Publicis Consultants UK Ltd v O'Farrell UKEAT/0430/10/DM

Date published: 30/06/2011

Appeal against a ruling that a payment made to the claimant after she was made redundant was an ex-gratia payment and not a payment that reflected or included compensation for monies she would have otherwise been entitled to by way of pay for her notice period. Appeal dismissed.

The claimant was made redundant and received a severance package made up of an ex-gratia payment, statutory redundancy pay and accrued holiday pay. The ex-gratia payment was equivalent to 3 months salary, 3 months being her notice period. The Tribunal found that her dismissal was unfair and allowed her claim that the company was in breach of contract by failing to pay her notice pay. The Tribunal found that the ex-gratia payment was a gift or payment made by favour and was not a payment made on account of any legal obligation. The ex-gratia payment could therefore not amount to a payment of notice pay and this payment was still outstanding. The respondent appealed.

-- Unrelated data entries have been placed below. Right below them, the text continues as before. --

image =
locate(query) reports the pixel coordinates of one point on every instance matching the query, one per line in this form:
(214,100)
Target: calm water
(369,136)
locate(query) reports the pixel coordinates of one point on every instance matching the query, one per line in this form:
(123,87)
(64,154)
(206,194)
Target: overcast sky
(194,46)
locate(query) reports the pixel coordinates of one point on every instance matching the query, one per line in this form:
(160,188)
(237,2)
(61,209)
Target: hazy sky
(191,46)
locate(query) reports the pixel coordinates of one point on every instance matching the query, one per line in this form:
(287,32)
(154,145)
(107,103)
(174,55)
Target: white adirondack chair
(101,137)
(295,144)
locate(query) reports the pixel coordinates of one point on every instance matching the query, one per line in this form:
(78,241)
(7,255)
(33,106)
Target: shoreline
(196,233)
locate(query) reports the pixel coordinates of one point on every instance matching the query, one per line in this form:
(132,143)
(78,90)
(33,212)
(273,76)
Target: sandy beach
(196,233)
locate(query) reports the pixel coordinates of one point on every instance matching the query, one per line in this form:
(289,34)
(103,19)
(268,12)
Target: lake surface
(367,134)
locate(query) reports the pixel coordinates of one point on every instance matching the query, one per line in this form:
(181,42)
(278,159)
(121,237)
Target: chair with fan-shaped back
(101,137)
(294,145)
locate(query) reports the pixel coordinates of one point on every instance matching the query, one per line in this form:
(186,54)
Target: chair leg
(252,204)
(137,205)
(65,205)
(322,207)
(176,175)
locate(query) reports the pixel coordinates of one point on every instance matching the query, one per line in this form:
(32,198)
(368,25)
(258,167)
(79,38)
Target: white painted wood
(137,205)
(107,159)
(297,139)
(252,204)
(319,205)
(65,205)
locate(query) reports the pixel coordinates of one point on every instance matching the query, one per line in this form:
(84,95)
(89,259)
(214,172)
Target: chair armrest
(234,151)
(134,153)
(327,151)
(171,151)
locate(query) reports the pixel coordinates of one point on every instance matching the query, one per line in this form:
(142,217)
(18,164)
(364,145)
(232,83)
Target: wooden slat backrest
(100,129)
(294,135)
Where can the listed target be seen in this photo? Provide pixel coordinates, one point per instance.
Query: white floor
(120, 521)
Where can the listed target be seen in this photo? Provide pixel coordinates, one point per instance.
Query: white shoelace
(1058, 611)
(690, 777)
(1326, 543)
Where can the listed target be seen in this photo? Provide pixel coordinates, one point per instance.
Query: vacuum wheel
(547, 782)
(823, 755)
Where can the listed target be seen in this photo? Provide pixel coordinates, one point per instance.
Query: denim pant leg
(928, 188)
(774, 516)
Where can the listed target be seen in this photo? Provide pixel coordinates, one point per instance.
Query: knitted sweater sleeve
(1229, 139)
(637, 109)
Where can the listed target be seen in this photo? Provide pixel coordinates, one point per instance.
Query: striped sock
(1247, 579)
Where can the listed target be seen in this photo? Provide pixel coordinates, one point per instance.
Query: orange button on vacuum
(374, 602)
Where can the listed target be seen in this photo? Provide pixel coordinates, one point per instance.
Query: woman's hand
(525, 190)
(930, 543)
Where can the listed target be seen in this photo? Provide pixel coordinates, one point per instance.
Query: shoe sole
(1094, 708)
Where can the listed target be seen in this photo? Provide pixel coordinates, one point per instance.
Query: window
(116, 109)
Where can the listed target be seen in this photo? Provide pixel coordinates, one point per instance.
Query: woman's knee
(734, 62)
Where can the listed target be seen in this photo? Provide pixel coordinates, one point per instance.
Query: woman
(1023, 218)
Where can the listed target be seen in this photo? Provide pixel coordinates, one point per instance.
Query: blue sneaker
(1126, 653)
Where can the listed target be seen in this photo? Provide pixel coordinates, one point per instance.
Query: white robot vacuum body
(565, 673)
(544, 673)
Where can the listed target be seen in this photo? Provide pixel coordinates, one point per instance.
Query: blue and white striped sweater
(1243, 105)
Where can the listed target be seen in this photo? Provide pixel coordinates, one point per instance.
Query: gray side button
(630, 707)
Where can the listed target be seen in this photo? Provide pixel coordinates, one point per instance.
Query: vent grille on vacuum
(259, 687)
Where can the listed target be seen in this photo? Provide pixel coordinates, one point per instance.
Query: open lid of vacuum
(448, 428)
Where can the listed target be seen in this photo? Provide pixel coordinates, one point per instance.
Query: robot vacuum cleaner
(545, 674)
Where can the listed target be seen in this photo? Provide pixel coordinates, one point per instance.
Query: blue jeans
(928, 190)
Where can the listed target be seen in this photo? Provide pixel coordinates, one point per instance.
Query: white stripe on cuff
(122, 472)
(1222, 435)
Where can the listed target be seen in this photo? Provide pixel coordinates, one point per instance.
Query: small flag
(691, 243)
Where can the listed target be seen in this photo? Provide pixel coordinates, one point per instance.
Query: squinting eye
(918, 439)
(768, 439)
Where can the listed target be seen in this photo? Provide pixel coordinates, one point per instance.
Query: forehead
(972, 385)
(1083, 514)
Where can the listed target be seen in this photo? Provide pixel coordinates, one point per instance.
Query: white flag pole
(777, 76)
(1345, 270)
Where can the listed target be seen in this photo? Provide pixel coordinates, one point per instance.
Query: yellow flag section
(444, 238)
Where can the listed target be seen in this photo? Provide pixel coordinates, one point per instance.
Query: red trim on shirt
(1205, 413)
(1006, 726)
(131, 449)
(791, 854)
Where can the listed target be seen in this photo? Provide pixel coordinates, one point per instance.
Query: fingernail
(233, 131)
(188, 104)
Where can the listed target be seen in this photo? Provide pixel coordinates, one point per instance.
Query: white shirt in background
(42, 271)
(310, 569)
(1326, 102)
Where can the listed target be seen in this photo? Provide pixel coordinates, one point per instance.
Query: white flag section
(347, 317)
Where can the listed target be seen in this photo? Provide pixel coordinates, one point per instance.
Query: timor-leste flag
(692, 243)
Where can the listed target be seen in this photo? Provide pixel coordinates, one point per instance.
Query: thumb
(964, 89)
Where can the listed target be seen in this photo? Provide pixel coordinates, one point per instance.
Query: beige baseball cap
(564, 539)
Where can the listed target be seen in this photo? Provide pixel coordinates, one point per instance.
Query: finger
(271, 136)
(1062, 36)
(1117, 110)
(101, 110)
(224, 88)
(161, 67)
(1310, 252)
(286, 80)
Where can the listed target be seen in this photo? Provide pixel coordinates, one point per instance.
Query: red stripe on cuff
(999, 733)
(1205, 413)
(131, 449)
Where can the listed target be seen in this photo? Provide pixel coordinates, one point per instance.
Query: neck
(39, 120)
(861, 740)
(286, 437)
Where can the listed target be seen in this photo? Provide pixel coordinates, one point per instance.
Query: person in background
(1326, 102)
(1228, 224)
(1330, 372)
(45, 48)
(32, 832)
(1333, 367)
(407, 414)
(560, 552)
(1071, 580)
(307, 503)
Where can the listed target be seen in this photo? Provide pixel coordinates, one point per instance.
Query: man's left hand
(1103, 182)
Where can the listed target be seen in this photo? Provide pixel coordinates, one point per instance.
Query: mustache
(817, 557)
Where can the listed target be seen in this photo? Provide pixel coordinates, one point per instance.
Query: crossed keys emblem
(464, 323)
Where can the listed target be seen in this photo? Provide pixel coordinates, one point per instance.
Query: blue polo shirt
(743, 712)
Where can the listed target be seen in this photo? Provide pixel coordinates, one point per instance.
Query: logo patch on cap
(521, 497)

The task for the EAT was to consider and find the correct construction of the severance pay letter as a matter of law. They said that nothing in the language used in the letter suggested or implied that the payment was in fact another form of payment that the company was legally obliged to make, ie a payment for a period of notice. It was tolerably plain what the latter said and what the words used would, in the context in which they came to be written, be taken to mean by any reasonable and objective reader.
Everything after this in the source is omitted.